The Nila huffed, then lifted the drum reverently to study it from all angles. It was a good work of craftsmanship, and he was proud of it. Far better than his first two.

“Why do you even need a noise-maker like that?” the Korat asked conversationally. Its blue eyes remained trained on the Nila below.

The Nila didn’t reply, shifting his weight on the log that had served as his workbench. He had to lean forward, his ankles pressed against the rotting bark and his knees jutting out, and his tail got in the way and bent awkwardly upwards–but he managed to settle the drum between his knees and hold it there with his legs alone. It was a good fit, a good solid feeling – not too heavy, not light enough to be fragile.

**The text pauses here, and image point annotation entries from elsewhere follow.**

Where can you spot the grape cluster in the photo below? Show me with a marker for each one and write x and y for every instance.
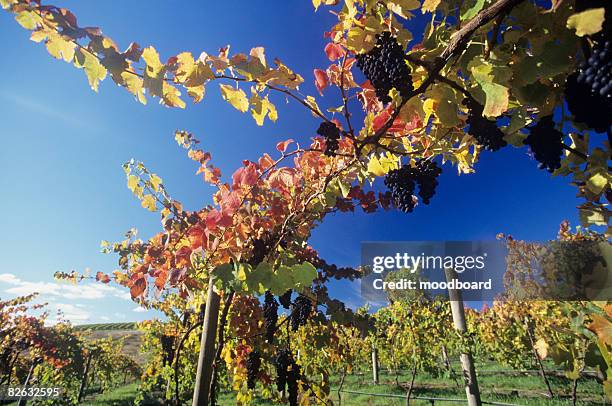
(546, 143)
(261, 248)
(270, 309)
(285, 299)
(293, 376)
(167, 343)
(253, 365)
(485, 131)
(588, 91)
(402, 183)
(302, 308)
(385, 66)
(331, 133)
(287, 374)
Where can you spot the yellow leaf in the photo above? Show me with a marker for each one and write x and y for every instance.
(587, 22)
(93, 68)
(132, 182)
(235, 97)
(497, 96)
(148, 202)
(313, 104)
(262, 107)
(171, 96)
(192, 73)
(375, 167)
(134, 85)
(430, 5)
(155, 181)
(27, 19)
(401, 7)
(258, 109)
(60, 48)
(196, 93)
(541, 347)
(597, 183)
(154, 65)
(429, 107)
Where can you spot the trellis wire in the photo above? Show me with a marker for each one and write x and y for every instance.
(430, 399)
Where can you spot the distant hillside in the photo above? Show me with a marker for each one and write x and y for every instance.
(107, 326)
(127, 331)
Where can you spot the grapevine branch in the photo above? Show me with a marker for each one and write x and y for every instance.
(457, 44)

“That looks uncomfortable,” the Korat commented from thirty feet above. “I didn’t know your tail could twist like that. Your tail is short and fat – I don’t think you’re supposed to–”

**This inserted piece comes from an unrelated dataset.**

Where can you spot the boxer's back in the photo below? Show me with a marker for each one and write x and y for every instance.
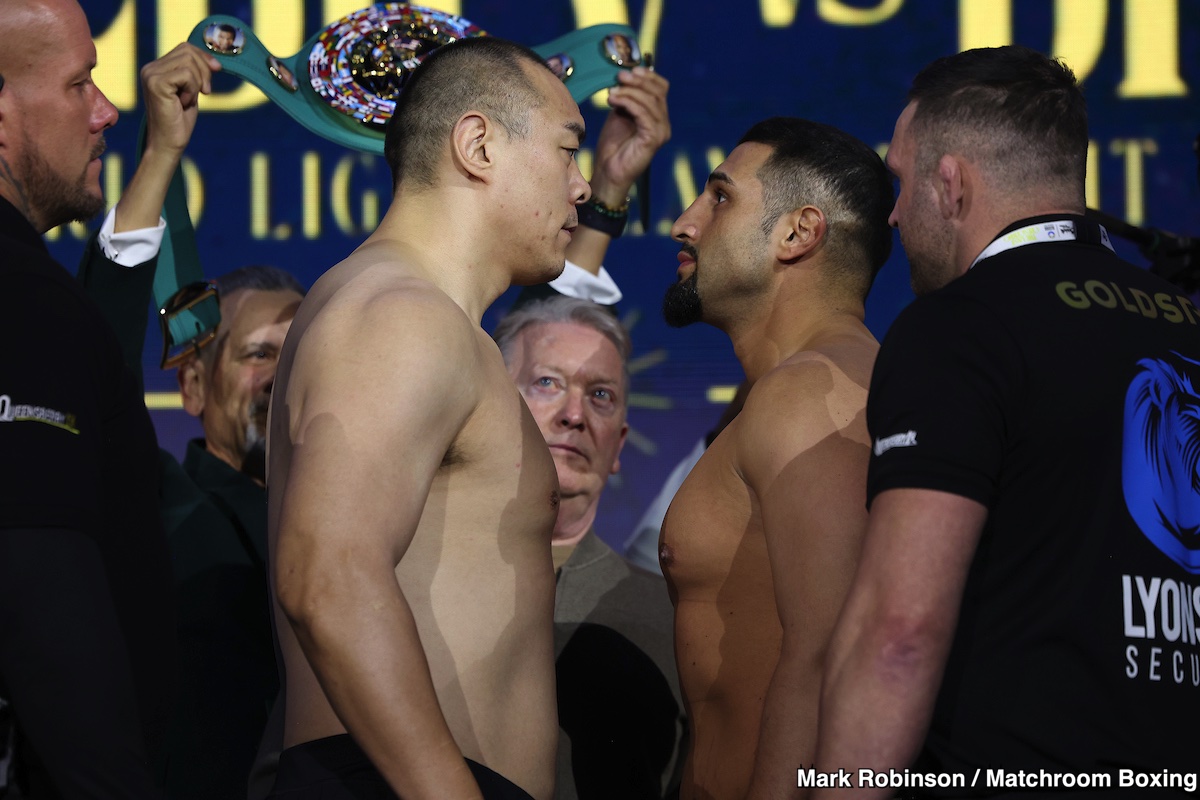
(375, 338)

The Nila slapped the head of the drum with one flattened hand, and the resulting bark of noise silenced the Korat. The forest was too dense to allow an echo, but the sound was satisfyingly loud nonetheless. The Nila allowed himself one more tiny smile, then lifted his yellow gaze to the lounging Korat.

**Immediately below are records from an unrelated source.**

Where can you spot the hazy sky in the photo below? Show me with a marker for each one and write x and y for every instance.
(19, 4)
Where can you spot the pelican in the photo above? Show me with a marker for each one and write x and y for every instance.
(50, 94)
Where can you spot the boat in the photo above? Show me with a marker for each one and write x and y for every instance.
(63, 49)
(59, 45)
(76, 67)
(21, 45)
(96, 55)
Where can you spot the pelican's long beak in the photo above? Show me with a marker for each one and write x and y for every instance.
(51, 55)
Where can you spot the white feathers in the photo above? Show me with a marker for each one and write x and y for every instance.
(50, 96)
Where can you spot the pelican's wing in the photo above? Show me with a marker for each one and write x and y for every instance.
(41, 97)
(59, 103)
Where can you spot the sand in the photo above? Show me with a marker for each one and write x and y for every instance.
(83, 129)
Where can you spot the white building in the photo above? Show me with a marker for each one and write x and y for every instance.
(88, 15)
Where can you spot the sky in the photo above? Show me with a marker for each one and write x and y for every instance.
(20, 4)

The Korat blinked down at him. “Uh,” it mumbled, looking uncertain.

The Nila flattened his other hand in the same way, careful to keep his claws from piercing the head, and slapped the drum three times. Left-right-left. The last note was the deepest, and it rang a shade longer than the other two. He curled one hand and extended his long thumb, then slapped the drum with the side of his thumb. It produced a deeper, shorter note when he struck the center of the head, and a lighter one when he struck near the rim.

“Hey,” the Korat said, drawing its limbs beneath its body into a crouch, “do that again.”

Feeling pleased enough with his work to oblige, the Nila repeated the notes. Short-short-long, deep-light. He kept his right hand flat and alternated the slap with the thumb-strike from his left hand. Short-deep-short-light-long.

The black Korat stood on its branch and swayed, as though it were going to topple. The Nila eyed it, then repeated the rhythm. The Korat seemed to be moving in time to the beat. “That’s catchy,” the Korat said, its muzzle creasing in a grin. “Keep it up.”

The Nila continued to drum as the Korat began to dance.